Fiquei um bom tempo conversando com todo mundo, colegas do trabalho e novos conhecidos. Então, em uma volta que dei para ir até o banheiro, um homem com sotaque inglês se aproximou de mim e me ofereceu não sei que substância que eu não conhecia, mas que sem dúvida era algum tipo de droga. Recusei de forma taxativa e segui meu caminho. Nunca tinha usado drogas, nem sequer na minha época mais rebelde, e nem tinha vontade de começar agora. Não gostava que nada controlasse minha vida e esse era o típico caminho que podia me transformar em um escravo de minhas doses diárias. Nisso eu era muito radical. Nem fumava, apesar de já ter feito isso por um tempo, mas tive que parar porque era incompatível com o exercício que eu fazia. E apesar de beber, nunca deixava que o álcool me fizesse perder o domínio de mim mesmo. Meus amigos enxiam meu saco às vezes com esse assunto, principalmente Dámaso, que tinha umas bebedeiras hercúleas, mas eu gostava de sempre sentir que tinha o controle da situação. Era um pouco obsessivo com isso.

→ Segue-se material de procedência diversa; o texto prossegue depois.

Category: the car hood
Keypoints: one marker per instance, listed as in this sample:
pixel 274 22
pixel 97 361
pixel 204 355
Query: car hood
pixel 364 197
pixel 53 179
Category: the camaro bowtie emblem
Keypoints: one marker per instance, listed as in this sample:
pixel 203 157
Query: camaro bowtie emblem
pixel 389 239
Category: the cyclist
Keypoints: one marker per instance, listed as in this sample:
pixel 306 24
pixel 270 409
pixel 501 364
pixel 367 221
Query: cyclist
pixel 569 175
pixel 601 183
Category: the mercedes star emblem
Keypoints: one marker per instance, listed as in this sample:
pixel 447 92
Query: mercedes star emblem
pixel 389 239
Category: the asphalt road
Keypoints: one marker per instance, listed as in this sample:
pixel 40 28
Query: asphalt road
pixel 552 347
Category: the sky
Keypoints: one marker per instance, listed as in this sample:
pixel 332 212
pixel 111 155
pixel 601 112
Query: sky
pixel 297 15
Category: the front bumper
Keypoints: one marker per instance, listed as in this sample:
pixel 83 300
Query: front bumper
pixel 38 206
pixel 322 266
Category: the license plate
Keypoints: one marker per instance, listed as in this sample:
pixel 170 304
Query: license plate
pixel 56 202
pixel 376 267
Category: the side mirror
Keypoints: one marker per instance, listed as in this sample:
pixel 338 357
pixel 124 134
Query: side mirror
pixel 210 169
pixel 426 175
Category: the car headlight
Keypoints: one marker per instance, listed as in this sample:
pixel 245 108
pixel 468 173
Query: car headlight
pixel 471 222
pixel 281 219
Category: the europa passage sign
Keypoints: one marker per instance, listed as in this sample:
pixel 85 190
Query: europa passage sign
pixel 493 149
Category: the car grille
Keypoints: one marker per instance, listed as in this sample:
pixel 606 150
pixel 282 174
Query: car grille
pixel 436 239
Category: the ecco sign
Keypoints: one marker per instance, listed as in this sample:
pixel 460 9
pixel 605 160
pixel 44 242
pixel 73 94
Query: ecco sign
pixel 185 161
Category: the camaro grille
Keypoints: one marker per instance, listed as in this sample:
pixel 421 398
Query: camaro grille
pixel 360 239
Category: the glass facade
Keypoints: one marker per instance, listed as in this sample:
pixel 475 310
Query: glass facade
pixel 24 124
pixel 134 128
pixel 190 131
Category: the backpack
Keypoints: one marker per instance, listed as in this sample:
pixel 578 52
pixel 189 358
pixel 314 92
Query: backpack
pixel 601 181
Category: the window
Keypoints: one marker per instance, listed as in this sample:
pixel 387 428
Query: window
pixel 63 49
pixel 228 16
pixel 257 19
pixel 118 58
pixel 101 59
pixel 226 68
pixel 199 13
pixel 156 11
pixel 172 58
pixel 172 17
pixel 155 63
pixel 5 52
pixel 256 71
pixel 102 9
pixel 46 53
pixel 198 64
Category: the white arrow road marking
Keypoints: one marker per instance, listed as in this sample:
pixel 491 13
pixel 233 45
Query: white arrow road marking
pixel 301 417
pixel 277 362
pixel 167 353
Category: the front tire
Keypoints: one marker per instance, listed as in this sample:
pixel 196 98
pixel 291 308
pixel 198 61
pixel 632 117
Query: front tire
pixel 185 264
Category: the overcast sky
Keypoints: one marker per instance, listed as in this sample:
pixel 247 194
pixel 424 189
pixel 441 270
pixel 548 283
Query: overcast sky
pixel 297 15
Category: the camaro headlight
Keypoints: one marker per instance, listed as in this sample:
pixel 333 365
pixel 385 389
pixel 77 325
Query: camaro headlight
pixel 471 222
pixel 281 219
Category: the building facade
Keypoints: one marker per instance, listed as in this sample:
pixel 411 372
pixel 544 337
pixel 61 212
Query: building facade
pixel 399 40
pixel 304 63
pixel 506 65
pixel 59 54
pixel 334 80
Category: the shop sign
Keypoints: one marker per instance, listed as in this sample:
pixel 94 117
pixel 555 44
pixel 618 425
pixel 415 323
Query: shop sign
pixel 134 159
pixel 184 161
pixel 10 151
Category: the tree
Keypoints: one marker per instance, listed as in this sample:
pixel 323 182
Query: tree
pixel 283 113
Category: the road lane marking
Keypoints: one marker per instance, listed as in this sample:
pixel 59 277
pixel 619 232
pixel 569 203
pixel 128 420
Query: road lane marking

Quando voltei, me ofereci para buscar algo para Tere e meu colega, Jérôme, o louco, beberem. Enquanto estava no balcão esperando ser atendido por algum garçom, uma garota lindíssima de aspecto tailandês ou parecido apareceu ao meu lado. Tinha cabelos castanhos, longos, cacheados presos em duas partes de forma que caíam por ambos os lados da cabeça sobre o peito. Usava um gorro de tecido verde e uma camisa com alças da mesma cor. Seu rosto era arredondado e tinha um sorriso precioso, ressaltado por lábios pintados de uma cor vermelha muito suave. Seus olhos eram castanhos escuros, um pouco puxados, mas não muito. Bastante alta, devia medir um metro e setenta ou algo assim, e era magra. Não poderia dizer que tinha me apaixonado à primeira vista; isso seria uma bobagem. Mas meus hormônios de macho ibérico deram um salto mortal triplo, ainda mais quando ela virou para mim e falou comigo em um inglês perfeito com uma voz doce e musical que só pude escutar porque coincidiu com uma diminuição no volume da música.

— Desculpa, não vi a fila.

— Não, não! O que é isso? Não se preocupe. Ainda estou esperando ser atendido. Peça você primeiro, não precisa fazer seu acompanhante esperar.

— Meu acompanhante? Não, estou sozinha. Vim com uma amiga, mas ela teve que ir embora. Espera! Era uma estratégia para saber sobre isso, não é?

— Bom, você me pegou — reconheci, sorrindo. — Mas é difícil de acreditar que uma mulher tão bonita não tenha companhia.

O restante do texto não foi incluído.